シャラに饗されたのは太もも部分だ。美しいキツネ色に焼け、浮いた脂が輝かしく滴っている。
さすがにこれを丸かじりするのは巨人でもなければ不可能、と言いたいところだが、まずは一口かじってみろと言わんばかりにドワーフさんは骨を持ってシャラに突きつける。
香ばしい湯気を立てる棍棒のような骨付き肉に、シャラは一口かぶりついてみた。
一見して美味しそうではあったが、外見のハードルを軽々飛び越えていくほどにジューシーだった。
「……すごい! 肉って焼き加減だけでこんな……いや、おかしいでしょこれ!」
「うふふふ……ドラゴンの舌すら満足させるなんて、私の腕も捨てたものじゃないわね」
驚嘆するシャラを見てドワーフさんは満足げだった。
ほっぺが落ちそうとはこの事だ。
『外はサクサクで中がモチモチ』なんて表現は、行列ができるパン屋で一斤丸ごと売ってる食パンとかに適用するべき褒め言葉だと思ったのだが、そうとしか言いようがない肉だった。
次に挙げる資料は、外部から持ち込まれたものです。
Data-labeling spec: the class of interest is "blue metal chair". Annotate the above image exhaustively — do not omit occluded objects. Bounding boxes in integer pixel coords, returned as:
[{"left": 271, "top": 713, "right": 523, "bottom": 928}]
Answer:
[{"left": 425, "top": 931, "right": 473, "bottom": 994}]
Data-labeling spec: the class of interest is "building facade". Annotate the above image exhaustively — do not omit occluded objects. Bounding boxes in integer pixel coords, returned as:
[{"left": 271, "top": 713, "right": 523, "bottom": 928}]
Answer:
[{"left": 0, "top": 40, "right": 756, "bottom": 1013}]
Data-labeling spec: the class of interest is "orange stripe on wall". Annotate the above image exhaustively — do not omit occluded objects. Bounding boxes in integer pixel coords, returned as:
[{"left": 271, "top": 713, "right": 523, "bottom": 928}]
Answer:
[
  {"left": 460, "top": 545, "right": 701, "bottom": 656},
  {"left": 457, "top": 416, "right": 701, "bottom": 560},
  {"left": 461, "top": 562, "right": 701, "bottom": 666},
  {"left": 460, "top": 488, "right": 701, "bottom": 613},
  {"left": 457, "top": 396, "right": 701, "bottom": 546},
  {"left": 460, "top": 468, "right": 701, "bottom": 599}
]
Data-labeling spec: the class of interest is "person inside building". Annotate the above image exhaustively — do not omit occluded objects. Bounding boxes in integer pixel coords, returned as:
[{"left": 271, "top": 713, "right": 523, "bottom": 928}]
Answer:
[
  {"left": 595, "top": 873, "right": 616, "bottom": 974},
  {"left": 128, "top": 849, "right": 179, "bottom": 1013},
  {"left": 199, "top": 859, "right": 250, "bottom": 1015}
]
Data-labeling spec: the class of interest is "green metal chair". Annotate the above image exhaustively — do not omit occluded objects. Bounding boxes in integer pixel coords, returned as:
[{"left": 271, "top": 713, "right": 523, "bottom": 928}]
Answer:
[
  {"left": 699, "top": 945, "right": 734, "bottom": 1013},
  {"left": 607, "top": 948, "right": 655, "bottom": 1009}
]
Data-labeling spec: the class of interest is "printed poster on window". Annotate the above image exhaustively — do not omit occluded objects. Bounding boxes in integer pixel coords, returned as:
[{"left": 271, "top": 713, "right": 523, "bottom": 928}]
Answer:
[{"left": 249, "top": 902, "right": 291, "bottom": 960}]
味付けはシンプルに塩と胡椒のみだが、きっとそれ以上の何かを足し合わせるのは無粋というもの。
表面は香ばしく、内側は脂の甘味をふんだんに湛え、『焼いた肉』という概念の極限の何たるかを存分に主張している。
「ちょい待ち! 土臭い炎で焼いただけの肉よりも、こっちの方がぜーったいに美味いはずや!」
ドワーフさんが大皿に肉を削ぎ始めたところで、スープ皿を持ったマイアレイアが割って入る。
「野草と肉のスープ……?」
うっすら濁った、湯気の立つスープが差し出された。具は魔物の肉と、数種類の野草だ。
ひとまずスプーンで一口掬い上げて飲んでみるシャラ。
「うわ……」
嘆息する。
野草は、見た目は青臭そうなのに全く臭みが無く、肉の味が染みていた。舌で噛み切れるくらいに柔らかい。
汁には肉の旨味と清涼感ある草の風味が溶け出していて、コンソメのような何かで味付けがされていた。ほのかにスパイシーで、それが具材の味を引き立てている。
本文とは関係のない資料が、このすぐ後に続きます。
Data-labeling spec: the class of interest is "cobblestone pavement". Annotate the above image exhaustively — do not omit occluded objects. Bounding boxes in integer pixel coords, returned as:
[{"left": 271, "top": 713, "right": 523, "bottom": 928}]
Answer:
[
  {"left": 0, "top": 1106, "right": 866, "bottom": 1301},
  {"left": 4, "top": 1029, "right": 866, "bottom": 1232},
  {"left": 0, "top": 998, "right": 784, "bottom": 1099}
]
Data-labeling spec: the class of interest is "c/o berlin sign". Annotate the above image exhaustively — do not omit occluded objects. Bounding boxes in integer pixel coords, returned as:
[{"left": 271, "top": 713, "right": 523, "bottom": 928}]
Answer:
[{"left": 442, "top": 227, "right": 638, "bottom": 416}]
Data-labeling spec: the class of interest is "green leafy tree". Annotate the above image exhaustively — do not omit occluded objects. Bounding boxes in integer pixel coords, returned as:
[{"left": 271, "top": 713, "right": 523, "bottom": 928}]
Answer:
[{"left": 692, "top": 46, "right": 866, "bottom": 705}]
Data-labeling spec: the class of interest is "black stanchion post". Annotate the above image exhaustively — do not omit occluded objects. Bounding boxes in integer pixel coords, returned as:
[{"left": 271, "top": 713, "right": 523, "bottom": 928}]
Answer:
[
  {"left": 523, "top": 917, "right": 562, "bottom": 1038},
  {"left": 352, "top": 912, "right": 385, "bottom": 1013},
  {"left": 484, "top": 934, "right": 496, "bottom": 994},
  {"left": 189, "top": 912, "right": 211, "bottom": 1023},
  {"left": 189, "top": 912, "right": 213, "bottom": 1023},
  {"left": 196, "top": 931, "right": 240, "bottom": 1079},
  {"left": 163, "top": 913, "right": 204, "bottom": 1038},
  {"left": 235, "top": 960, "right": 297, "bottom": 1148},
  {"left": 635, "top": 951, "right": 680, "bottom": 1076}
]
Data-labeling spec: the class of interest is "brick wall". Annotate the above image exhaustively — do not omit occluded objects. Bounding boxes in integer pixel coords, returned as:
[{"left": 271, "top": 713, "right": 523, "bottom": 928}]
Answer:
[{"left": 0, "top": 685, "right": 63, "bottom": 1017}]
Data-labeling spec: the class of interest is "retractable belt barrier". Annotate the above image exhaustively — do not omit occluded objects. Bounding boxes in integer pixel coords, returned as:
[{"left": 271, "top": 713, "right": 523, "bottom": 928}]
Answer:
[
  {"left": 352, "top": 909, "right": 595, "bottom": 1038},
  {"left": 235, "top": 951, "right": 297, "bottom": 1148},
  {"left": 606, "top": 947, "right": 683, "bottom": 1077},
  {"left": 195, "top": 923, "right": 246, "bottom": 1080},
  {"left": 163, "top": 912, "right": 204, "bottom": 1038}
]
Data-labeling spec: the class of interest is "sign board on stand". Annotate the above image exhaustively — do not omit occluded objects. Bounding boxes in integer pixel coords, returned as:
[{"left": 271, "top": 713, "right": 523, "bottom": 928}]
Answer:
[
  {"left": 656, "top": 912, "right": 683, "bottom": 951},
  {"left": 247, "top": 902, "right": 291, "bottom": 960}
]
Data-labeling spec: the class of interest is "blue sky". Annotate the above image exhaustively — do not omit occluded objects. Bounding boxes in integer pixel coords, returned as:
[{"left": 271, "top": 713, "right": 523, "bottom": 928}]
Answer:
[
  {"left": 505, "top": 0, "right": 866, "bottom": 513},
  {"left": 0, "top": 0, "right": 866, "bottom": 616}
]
味付けはありきたりに思えるのに、未知の食べ心地だった。
風味付けにハーブを利かせた料理が感覚としては近いだろうか?
心地よい草の香りが郷愁を掻き立てる。幻想の夏休み、太陽の下にどこまでも広がる草原を駆ける捏造記憶。
やたらと入っている肉も、よく煮込んだのか下ごしらえで一手間加えたのか、死にたての肉なのにホロホロの柔らかさだ。尖り気味の塩気と草の香りが肉にマッチしている。
「感動するほど美味い」
「せやろ?
草の味を知り尽くして、それを繊っ細に組み合わせんかったらこうはできひんのやで。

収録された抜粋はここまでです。